I didn’t walk out of that auditorium with a crown, or a medal, or anything else that I didn’t walk in with. If you count that apple I brought with me and ate, I actually walked out with less. What I did walk away with wasn’t anything physical; it wasn’t anything you can hold in your hands. What I walked away with is in my heart and in my head.
I have twenty-one new friends; seventeen fellow contestants, two directors, and two former sash wearers. I have a support system that will always have my back. I have the confidence to look in the mirror and like what I see. I know that I’m courageous enough to do anything, whether or not it’s in my comfort zone. I’ve never been in a better place than I am right now, and that’s a direct result of entering the pageant.
I’m still a stay-at-home mom. I’m still a nerd. I still miss racing cars. I still put my son first. I still can’t get enough of my husband. But now I also categorize myself as a beautiful and confident woman; and that’s something I’ve waited for almost thirty-two years to be able to say.
I can’t count how many times in the past week that I’ve been asked how I feel about the results of the pageant. I’ve been told that I should have at least been in the top three. I’ve been told the pageant results were unexpected. All I can do is listen patiently while these people rant; I believe in letting people express themselves. Then I tell them that every contestant this year and I, am proud of this year’s winner’s court and couldn’t be happier with the choice of Vicki Sarber as Mrs. Alaska America 2012.

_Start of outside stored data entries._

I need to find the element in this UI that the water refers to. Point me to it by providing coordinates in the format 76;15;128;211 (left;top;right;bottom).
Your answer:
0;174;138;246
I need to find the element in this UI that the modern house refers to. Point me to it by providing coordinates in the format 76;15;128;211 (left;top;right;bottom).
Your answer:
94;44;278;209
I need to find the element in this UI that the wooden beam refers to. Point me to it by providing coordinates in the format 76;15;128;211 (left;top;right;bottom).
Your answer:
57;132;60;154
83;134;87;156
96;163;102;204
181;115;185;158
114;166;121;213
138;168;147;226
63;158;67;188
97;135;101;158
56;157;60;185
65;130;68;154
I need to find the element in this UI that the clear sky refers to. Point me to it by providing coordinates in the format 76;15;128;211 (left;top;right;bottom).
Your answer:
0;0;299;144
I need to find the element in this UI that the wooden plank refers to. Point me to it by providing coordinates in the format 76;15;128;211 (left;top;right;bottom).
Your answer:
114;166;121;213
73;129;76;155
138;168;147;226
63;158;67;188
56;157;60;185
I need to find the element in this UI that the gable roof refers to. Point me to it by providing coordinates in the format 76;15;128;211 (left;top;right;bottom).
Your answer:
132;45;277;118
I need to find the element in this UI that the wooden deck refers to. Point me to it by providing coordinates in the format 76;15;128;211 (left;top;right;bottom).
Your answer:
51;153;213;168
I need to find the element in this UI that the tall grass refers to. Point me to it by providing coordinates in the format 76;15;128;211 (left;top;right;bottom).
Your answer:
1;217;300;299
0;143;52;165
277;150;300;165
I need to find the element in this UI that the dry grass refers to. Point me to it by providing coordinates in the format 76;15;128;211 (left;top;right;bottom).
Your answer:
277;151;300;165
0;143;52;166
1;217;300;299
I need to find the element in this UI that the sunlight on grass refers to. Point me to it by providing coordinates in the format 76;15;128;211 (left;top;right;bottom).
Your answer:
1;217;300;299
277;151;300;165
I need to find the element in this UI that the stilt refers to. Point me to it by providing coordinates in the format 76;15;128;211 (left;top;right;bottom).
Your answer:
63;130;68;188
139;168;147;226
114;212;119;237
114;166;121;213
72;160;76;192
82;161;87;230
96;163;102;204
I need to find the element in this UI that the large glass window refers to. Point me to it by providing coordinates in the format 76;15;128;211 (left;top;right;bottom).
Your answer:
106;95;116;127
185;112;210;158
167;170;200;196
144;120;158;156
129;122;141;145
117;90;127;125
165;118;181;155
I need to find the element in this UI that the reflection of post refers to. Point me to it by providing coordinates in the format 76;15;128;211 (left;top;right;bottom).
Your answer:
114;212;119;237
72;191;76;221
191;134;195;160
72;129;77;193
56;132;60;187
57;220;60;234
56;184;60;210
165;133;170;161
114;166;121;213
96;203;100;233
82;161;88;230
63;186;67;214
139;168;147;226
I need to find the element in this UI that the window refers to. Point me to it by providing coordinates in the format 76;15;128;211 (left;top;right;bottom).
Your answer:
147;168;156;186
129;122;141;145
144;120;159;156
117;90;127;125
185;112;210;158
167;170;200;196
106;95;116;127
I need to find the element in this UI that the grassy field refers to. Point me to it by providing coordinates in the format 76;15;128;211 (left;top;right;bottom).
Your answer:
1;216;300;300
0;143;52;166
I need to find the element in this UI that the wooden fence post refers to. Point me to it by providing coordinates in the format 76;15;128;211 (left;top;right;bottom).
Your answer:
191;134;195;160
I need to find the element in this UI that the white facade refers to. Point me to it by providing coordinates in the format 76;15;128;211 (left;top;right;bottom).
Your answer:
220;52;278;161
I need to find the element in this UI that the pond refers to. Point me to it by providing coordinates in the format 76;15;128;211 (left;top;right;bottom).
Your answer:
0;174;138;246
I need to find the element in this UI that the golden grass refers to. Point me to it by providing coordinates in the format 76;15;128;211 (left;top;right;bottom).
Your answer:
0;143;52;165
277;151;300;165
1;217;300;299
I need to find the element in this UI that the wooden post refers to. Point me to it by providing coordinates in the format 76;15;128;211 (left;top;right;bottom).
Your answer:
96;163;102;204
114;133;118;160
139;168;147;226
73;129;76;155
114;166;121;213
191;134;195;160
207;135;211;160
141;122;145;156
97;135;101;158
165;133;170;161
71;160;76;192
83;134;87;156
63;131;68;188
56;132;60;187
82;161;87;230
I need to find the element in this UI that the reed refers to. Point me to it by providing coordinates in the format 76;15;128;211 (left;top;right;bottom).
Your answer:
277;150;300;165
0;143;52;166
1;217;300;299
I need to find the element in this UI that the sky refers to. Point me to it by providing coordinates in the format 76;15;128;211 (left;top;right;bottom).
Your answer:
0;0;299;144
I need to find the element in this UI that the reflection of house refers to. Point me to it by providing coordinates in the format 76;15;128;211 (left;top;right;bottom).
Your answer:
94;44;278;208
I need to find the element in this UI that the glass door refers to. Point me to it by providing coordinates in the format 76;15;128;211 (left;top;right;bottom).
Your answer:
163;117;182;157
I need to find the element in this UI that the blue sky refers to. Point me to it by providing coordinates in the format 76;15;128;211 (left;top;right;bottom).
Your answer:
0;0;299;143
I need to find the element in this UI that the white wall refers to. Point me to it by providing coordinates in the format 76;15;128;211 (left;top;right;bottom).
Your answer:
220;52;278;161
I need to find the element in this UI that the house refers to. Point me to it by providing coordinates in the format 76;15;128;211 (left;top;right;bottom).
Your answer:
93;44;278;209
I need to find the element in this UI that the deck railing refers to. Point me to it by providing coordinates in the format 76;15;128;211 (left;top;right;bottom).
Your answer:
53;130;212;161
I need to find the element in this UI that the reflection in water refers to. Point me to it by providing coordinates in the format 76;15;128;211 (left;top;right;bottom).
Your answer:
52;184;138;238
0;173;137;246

They never believe me at first. Maybe it’s because they think all women are catty and backstabbing. Maybe it’s because they love me so much that they can’t believe I wasn’t the best choice. Maybe it’s because, in their years of pageant experience, they’ve never seen such a supportive group. Whatever their reasons are, all I can do is smile and tell them that I respectfully disagree. After spending two days with these women, I grew to love every one of them. Every single one of us would have done that crown justice and made our state proud. Whatever made the judges choose Vicki as the winner, it was justified because she’s the perfect woman for the job. She’s a charismatic, beautiful, intelligent, kind, fun, and loving woman. She’s a wife, mother, friend, and true Alaskan. She is Mrs. Alaska America 2012 and she has my full support.
And if anyone has a problem with that, they’ll have twenty-one beautiful Alaskan women to contend with. All these women have been hitting the gym for the last few months to prepare for the pageant, and more than a few of them are gun enthusiasts.